Crow felt as if someone has just punched all of the air out of his lungs. He opened his mouth, but there was nothing in his vocabulary to respond to that, so he stared at Terry as around them both the moon opened its mocking white eye and the dark silence roared.
Interlude
The Carby Place was one of those farms that would have been a delight for a wandering Tom Joad: ramshackle and down at the heels, but honest, and it grew crops that fed the family with just enough left over to bring in a few thousand a month. Every month it was a stretch to meet the bills, pay something on the mortgage, put clothes on the kids. There were only thirty such farms left in Pine Deep, and with inflation and the blight, soon there would be none. Gaither Carby knew that and still he managed to crawl out of bed every morning, pull on his work clothes, choke down a breakfast, and then lumber out to the fields to try and fight another battle in a lost war. He could sell out, and after the mortgage was settled there would be enough equity left to maybe buy a trailer home in Bensalem, and then maybe finish out life working some shit job until he was old enough to apply for social security. Either way he looked the road went nowhere.

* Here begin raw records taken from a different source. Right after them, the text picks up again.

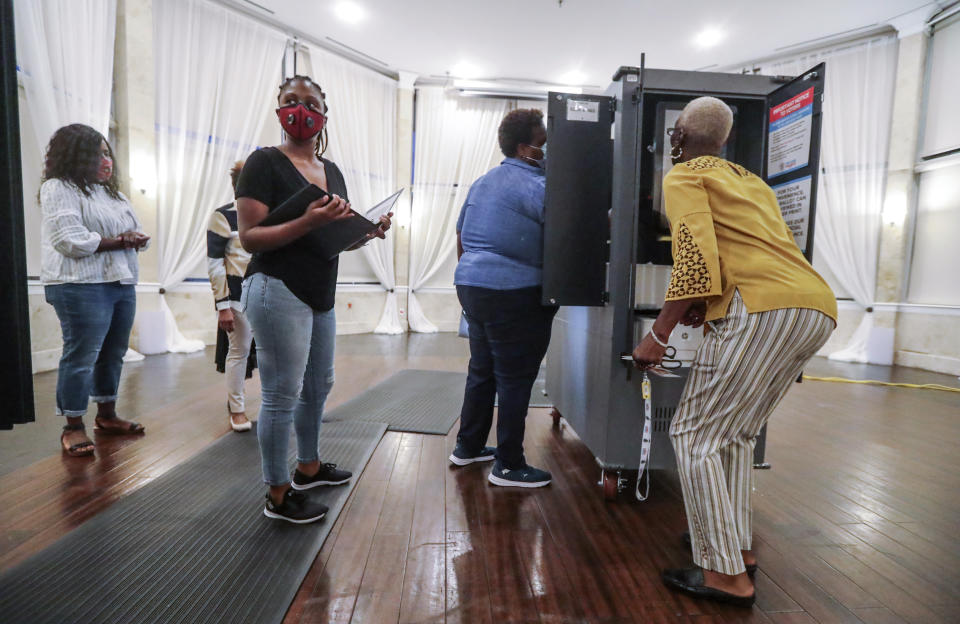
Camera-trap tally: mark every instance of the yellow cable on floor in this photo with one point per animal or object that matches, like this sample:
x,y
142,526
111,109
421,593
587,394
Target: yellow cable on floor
x,y
883,383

Gaither Carby was the great-grandson of the Carby who had bought the land and built the farm. He was fifty-eight and looked seventy, with arthritis starting in his hands and steel pins in his left knee. He had the blocky build and thick, callused fingers, and the bleak fatalism of the heavily mortgaged man who was seeing everything his family had ever owned being gobbled up by the Pine Deep Farmer’s Bank. He knew it was an old story, repeated a thousand times a week across the country, and he knew that there was nothing unique or exceptional about him or his to elicit any kind of help. No Farm Aid, no Willie Nelson and Neil Young. He was going to lose the place within two or three years, and that would simply be that.
When the workday was finished, Carby came in from the fields, showered, ate dinner, and then went back outside for a smoke. Lily didn’t let him smoke in the house, and Jilly, his sixteen-year-old, always complained it made her ill. His boy, Tyler, never bitched about it, or about anything for that matter, but Carby seldom felt like fighting the same fight every day, so he took his pipe and went outside to walk the fence and think.